Camellia x williamsii 'Bow Bells' - gapphotos.com
Camellia x williamsii 'Bow Bells' - gapphotos.com

Good riddance to a grim winter. But although the daffodils are up and the blackbirds are gurgling, I don’t want to forget it quite yet. My view from the kitchen window – over paving and dormant beds to a pond and shrubs beyond – is pleasant enough in a dynamic winter of sun, rain, frost and cloud. But through sodden, grey week after sodden, grey week, it hasn’t really been cutting the mustard.

So I am on a mission to add some game-changing shots of colour quickly, before I am floated away on the spring tide. My first port of call for inspiration has been to Wisley, where I had a rummage for early camellias.

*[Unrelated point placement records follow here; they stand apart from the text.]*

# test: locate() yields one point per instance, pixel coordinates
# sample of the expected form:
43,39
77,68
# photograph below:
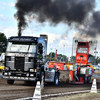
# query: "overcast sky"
59,37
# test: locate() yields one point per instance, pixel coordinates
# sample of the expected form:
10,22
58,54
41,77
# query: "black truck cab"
25,58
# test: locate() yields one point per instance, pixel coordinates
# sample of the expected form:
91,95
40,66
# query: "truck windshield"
21,47
82,50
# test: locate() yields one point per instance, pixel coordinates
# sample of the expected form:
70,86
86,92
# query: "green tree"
3,42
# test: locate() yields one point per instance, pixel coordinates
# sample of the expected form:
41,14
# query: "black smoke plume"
54,11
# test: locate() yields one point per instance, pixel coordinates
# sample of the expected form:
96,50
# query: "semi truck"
25,59
81,71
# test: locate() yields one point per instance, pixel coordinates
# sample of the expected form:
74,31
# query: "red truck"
81,71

Under the Scots pine in the corner of my kitchen-view garden, I already have a young plant of ‘Saint Ewe’. Because the ground is rooty, it lives in a half-barrel – containers are a good way of sidestepping the problem of dry shade.

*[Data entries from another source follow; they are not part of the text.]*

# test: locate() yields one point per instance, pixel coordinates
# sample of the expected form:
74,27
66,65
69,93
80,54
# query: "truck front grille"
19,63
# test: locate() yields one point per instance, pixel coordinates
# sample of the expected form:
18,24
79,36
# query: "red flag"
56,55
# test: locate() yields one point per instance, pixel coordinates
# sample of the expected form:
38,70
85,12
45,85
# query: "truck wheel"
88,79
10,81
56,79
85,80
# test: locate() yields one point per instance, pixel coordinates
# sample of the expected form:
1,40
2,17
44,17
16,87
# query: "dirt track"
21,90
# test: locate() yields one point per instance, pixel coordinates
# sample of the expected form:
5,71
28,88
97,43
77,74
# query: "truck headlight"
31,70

It has been out since early February and its single flowers of deep pink are cheery against the grey sky and nearby catkins of garrya. Another pink one across the pond would perk up the scene yet more. I found several candidates, both on Wisley’s Battleston Hill and below the rock garden, and ‘Bow Bells’ is my winner.

I take Kew with a pinch of salt, as it is much milder than here. Would Edgeworthia chrysantha, with its scrumptiously scented yellow clusters of flower, ever make a fat shrub for me? It might be worth a go if I could ever find a sheltered, south-facing spot for it. But it was towards a more pedestrian plant that I gravitated – yellow-stemmed willow, grown as a coppiced shrub by a lake. I wouldn’t mind taking the mandarin ducks along with it.

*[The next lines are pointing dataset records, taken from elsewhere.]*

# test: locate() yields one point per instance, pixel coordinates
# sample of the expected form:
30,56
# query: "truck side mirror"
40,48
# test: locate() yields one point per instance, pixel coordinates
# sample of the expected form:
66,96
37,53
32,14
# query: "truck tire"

The clustering of red, orange and yellow willows and dogwoods, such as you see in many “winter gardens”, is too cartoonlike for me. But a solitary stand of yellow glowing through the gloom, as at Kew, would be just the ticket – fast-growing too – and on my way back north I stopped at Ashwood Nurseries to scoop up one called ‘Golden Ness’. It is already installed by the pond, and by next year it will have a drift of ‘February Gold’ daffs around its amber stems.

Daphne bholua 'Jacqueline Postill' - John Glover / Alamy
Daphne bholua 'Jacqueline Postill' - John Glover / Alamy

Talking of daffodils, I have made a note to have more ‘Cragford’ next year. This white, orange-centred narcissus (with a delicious scent) has been flowering in pots by my front steps since January, taking the storms in its stride. The potted crocus and little iris I have in my kitchen-view garden are pretty enough, but for impact ‘Cragford’ is the business.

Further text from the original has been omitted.